But when they ventured inside the boat, they found not a single clue. Its 40-foot-long iron hull was barnacle-encrusted but not broken. The skeletons of eight members of the crew were found still in their seats at their respective battle stations; their bones bore no evidence of physical harm. The bilge pumps hadn't been activated. The air hatches were closed. There was no sign that anyone had tried to escape.

The report and article demonstrate that the H.L. Hunley may have accidentally sunk itself by means of a pressure wave caused by its own torpedo. The pressure wave could kill without a trace:

Instead, when a torpedo blows something up underwater, it creates pressure waves that reverberate in the water and through the body of anyone who happens to be in it. The instantaneous increase in pressure can squeeze oxygen out of the lungs and pop blood vessels in the brain. The effects are often deadly.

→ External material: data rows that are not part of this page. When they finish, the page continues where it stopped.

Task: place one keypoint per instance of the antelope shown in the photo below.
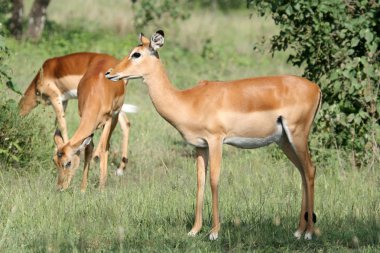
(99, 105)
(57, 82)
(247, 113)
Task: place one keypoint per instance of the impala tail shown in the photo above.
(29, 99)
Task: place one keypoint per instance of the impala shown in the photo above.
(57, 82)
(247, 113)
(99, 105)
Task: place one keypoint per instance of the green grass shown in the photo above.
(151, 208)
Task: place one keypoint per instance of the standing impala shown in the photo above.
(99, 105)
(57, 82)
(247, 113)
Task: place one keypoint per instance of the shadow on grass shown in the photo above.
(264, 235)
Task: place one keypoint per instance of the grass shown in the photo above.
(151, 208)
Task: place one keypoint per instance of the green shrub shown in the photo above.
(337, 43)
(22, 140)
(147, 11)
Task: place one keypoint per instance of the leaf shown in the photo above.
(354, 42)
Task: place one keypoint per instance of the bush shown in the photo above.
(337, 43)
(22, 140)
(147, 11)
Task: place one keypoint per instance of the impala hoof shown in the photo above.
(308, 236)
(213, 236)
(119, 172)
(298, 234)
(192, 233)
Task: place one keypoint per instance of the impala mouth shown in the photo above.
(114, 78)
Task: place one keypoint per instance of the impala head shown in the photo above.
(66, 159)
(141, 61)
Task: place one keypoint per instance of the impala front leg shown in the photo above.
(215, 149)
(59, 109)
(125, 127)
(87, 160)
(202, 158)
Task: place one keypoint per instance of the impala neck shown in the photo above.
(165, 97)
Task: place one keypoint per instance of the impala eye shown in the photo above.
(68, 165)
(136, 55)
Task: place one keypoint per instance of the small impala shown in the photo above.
(57, 82)
(247, 113)
(99, 105)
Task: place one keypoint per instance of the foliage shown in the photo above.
(338, 44)
(21, 145)
(5, 9)
(147, 11)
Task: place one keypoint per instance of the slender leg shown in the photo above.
(104, 148)
(297, 152)
(202, 159)
(215, 154)
(87, 160)
(59, 109)
(125, 127)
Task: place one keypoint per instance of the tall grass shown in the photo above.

But the damage occurs exclusively in a victim's soft tissue, like the gut, lungs and brain — from the outside, it can be impossible to tell that the person has been harmed.

On the plus side, if it can be called that, the torpedo sank the Housatonic, a Union ship.

The academic article also contains some really cool diagrams of the H.L. Hunley as it would have looked on its final voyage back in 1864.

Here's the article.

A couple interesting thoughts after reading that aren't answered by the article or the study:

1. The WaPo story is filed under "Science", rather than "History" or something similar. Where does such an inherently interdisciplinary article get filed? The study it cites was written by an engineer, which supports the "Science" label. Still, not every traumatic blast happened in 1864, and history books frequently focus on disciplines from artists to homemaking...

2. To what extent did the Confederacy or outside observers realize what had happened? The discovery is so new, yet self-defeating pressure waves apparently weren't such a problem 50 years later when submarines were standard fare during World War I. The Russian Empire's submarine program faced severe problems in the Baltic Sea, but they were still 55 strong.